OAKLAND, CALIF. — The mess that was the California recall is slowly taking on some semblance of normalcy. Not that an election with more than 130 candidates and six weeks of frantic campaigning is likely to win the Martha Stewart seal of orderly governance. But Republican Bill Simon's decision Saturday to drop out throws an increasingly tidy light on the race. In short, it's looking like Arnie versus Cruz.
As the only major Democratic candidate, Lt. Gov. Cruz Bustamante, has always been the party's top hedge should Gov. Gray Davis be recalled. Yet this weekend, his course has brightened as key lawmakers and unions backed his bid.
Now, Republican Arnold Schwarzenegger has received a similar boost. Though Mr. Simon declined to give any candidate his support, experts expect some of his votes will go to Mr. Schwarzenegger. Moreover, the move suggests that pressure is increasing on other conservatives - such as former Olympics organizer Peter Ueberroth and state Sen. Tom McClintock - to drop out as well.
"In a close election, any development that shifts even a couple of percentage points could end up being very important," says Jack Pitney, a political scientist at Claremont McKenna College in southern California.
By all expectations, this is shaping up to be a tight race. Although polls have had difficulty coming to grips with the complexities of the race - with some varying widely - most have shown the emergence of Bustamante and Schwarzenegger as front-runners, each within a few percentage points of the other. A new LA Times poll, however, concludes that Bustamante has a 13 percent lead over the GOP rival.
Even so, Bustamante has the most curious challenge. Under pressure not to undercut Governor Davis, his campaign is based on asking voters to vote against the recall on Question 1, but to vote for him as a Democratic replacement on Question 2, just in case the recall passes with more than 50 percent of the vote.
Though complicated, the tactic has begun to win him support. On Friday, California's Democratic members of the United States House of Representatives gave their support to his "no/yes" campaign, as did the California Teachers Association - one of the state's most powerful unions.

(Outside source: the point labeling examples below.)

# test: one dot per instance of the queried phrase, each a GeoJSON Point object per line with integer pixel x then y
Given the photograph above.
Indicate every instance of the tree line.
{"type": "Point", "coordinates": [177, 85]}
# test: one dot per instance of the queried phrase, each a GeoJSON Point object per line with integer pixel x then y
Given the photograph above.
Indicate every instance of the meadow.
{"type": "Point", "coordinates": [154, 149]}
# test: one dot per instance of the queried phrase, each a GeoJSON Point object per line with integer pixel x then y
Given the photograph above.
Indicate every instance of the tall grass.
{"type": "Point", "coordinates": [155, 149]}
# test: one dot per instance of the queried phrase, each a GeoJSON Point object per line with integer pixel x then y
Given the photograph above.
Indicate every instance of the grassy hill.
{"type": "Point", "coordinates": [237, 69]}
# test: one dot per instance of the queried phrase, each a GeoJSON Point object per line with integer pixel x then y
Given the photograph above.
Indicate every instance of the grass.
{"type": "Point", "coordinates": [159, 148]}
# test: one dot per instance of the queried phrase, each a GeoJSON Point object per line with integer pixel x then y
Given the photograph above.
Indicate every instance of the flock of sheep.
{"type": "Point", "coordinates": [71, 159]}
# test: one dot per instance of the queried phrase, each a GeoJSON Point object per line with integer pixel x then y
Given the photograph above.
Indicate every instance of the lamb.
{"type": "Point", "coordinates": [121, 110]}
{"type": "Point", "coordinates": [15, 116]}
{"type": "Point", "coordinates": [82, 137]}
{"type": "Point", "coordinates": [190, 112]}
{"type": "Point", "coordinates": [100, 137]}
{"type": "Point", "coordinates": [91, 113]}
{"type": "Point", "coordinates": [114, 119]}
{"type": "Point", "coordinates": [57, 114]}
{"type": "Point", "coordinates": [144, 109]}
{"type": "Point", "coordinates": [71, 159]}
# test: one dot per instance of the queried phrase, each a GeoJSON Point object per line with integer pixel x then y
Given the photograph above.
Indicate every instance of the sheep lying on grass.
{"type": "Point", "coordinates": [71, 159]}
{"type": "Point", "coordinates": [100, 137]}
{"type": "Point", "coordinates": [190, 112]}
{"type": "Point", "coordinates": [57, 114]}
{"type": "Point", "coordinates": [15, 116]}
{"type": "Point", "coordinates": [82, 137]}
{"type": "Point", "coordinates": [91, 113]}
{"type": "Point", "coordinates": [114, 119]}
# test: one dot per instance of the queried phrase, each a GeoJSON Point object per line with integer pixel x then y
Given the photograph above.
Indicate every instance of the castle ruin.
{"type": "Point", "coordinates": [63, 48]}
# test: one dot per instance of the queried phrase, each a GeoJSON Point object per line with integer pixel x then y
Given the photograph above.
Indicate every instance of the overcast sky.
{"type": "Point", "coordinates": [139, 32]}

Schwarzenegger's weekend endorsement was somewhat subtler, but just as influential. A bastion of conservative California endorsed the moderate Schwarzenegger - and implored other Republicans to drop out.
Indeed, some experts believe that the decision by the Lincoln Club of Orange County was the blow that sent Simon out of the race, signaling the critical mass of support that is coalescing behind the actor. Persuading other conservatives to leave the race, however, might prove more difficult. Simon had embraced his campaign only tentatively. Mr. McClintock, by contrast, has cast himself as a crusader for California's right, less likely to yield to a movie-star moderate who supports abortion rights and gay rights.
"As far as he's concerned, there's probably not much difference between Schwarzenegger and Bustamante," says Larry Gerston, a political scientist at San Jose State University.
With whatever influence they wield, though, conservative leaders might have more success with Ueberroth, a lifelong Republican who is running as an independent. His campaign has so far taken on a less-combative tone than McClintock's, and it has appealed to a far more moderate breed of California voter. "If anyone might fall, it's Ueberroth," says Dr. Gerston. "His supporters would be much more closely aligned for Schwarzenegger."
Although it is too late to actually take Simon's name off the ballot, his departure from the campaign already has simplified the election. Sorting through multipage ballots and condensing months of campaigning into six weeks might still give the election a chaotic feel, but the thinning of the field is gradually giving voters a better grasp of the race.
It will be "easier to focus on people in the top tier," adds Gerston. "And these people can be held accountable more quickly because there is less noise."